For other books, the mathematics is not so obvious, but it can be just as engaging. For example, after reading Blueberries for Sal (by Robert McCloskey), a teacher returned to the page in which the little girl, Sal, drops blueberries into her pail, "kerplink, kerplank, kerplunk." She then showed children her own "pail and blueberries" (a tin can and small magnets). Children closed their eyes and listened as the teacher dropped a number of magnets into the pail. She asked them to hold up fingers to show the number. She then emptied the can and led the children in counting the magnets to check their guesses.
All Around The Classroom
Here are inventive ways you can integrate math into your learning centers:
Encourage children to use blocks and related toys to act out and talk about scenarios such as three cars on the road. Later in the year, this could be three cars and two trucks on the road ... How many in all?
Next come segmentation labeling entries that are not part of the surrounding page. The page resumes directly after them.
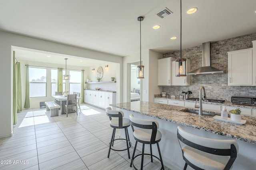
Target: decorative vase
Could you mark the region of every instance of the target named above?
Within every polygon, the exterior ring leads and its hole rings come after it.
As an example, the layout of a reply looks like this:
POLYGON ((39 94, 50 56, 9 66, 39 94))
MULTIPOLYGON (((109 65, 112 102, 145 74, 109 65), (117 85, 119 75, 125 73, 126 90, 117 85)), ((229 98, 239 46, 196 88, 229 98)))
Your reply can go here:
POLYGON ((230 119, 233 121, 241 121, 241 115, 238 114, 230 114, 230 119))

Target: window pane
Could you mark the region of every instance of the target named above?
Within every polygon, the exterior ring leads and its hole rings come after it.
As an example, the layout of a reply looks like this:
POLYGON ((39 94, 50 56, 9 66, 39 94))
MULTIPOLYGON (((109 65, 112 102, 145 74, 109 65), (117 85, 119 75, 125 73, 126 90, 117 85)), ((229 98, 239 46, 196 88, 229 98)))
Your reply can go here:
POLYGON ((70 83, 70 94, 73 94, 73 92, 79 92, 81 91, 81 83, 70 83))
POLYGON ((55 95, 55 92, 57 92, 57 83, 52 83, 52 96, 55 95))
POLYGON ((57 78, 57 70, 55 69, 51 70, 51 80, 52 83, 56 83, 57 78))
POLYGON ((46 83, 30 82, 29 97, 45 97, 46 94, 46 83))
POLYGON ((46 82, 46 68, 29 68, 30 82, 46 82))
POLYGON ((70 75, 70 83, 81 82, 81 72, 80 71, 70 71, 69 74, 70 75))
- Invite children to compare their block buildings. Ask them if they are comparing height, number of blocks, or something else. Say, "Show me," and ask, "How do you know?" whenever appropriate.
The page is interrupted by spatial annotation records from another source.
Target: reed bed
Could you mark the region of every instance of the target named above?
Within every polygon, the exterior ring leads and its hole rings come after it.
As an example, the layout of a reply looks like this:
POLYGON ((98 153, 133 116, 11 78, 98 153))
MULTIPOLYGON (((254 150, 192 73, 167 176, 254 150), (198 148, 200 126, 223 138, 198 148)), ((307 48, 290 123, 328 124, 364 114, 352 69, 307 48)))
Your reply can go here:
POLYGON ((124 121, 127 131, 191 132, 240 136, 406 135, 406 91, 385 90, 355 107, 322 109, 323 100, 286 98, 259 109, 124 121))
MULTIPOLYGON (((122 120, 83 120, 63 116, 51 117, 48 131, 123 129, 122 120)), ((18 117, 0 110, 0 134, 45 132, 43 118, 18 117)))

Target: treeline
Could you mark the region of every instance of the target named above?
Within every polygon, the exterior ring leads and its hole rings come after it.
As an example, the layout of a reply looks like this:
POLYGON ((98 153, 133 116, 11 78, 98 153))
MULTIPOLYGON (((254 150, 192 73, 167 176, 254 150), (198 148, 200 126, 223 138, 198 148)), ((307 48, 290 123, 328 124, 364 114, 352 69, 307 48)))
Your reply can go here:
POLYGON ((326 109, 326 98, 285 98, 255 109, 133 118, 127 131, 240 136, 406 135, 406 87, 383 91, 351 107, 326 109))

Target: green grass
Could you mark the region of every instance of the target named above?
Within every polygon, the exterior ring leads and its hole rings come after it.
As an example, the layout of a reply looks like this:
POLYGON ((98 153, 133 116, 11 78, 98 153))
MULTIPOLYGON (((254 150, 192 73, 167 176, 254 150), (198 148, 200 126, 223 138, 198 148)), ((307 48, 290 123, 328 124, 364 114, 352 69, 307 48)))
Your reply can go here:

- Ask a child to dose her eyes. Hand her a block, have her feel it and then give it back to you. Ask her to open her eyes and see if she can identify the block she held in her hand. At first, have only two or three choices.
- Children naturally put similar blocks together when they are building. Talk to them about this. Ask why they used that particular shape of block.
- Children also naturally create symmetric designs and buildings. They will notice this symmetry and do more of it, more intentionally, if you discuss it with them and the whole group.
DRAMATIC PLAY AREA
Set up shops in the dramatic play area, encouraging children to pretend to buy and sell groceries, toys, and so on. They'll be learning counting, arithmetic, and simple money concepts.
- Use a digital camera to record the mathematical work children do during playtime. Then, use the photographs to stimulate discussion and reflection with children about math concepts.
- Lead children in pretending to be in a ball (sphere) or box (rectangular prism), feeling the faces, edges, and corners.
When children are engaging in a type of movement activity, help them count or perform a certain number of movements. For example, if children are using a play structure as a rabbit home, you might encourage them to hop seven times.
- Use comparison and spatial relation terms to provide directions and to describe what you observe the children doing.
- Encourage games that provide opportunities to work with numbers and patterning, such as hopscotch.
- Ask "Can you make your shadow bigger?... smaller?... look like a bear or a bird?"
- Invite children to collect as many different shapes of leaves as they can find.
- Ask children to count the numbers of objects in the area. For example: "How many trees do we have in this play area? How many tricycles are parked by the bench? How many twigs can you find?"
SAND AND WATER AREA
Make a large number of containers, with as many different shapes and widths as possible, available for pouring and comparing. Which one holds more? How do you know?
- In the sand, discuss the roads children make for small cars. These roads are paths that can be described geometrically, using terms such as "straight" and "curved."
- In the water table, ask, "How many cups will the water pitcher fill?"
Mathematics is all around us. The combination of taking advantage of everyday situations and carefully planning activities is a powerful approach to helping young children learn math and more.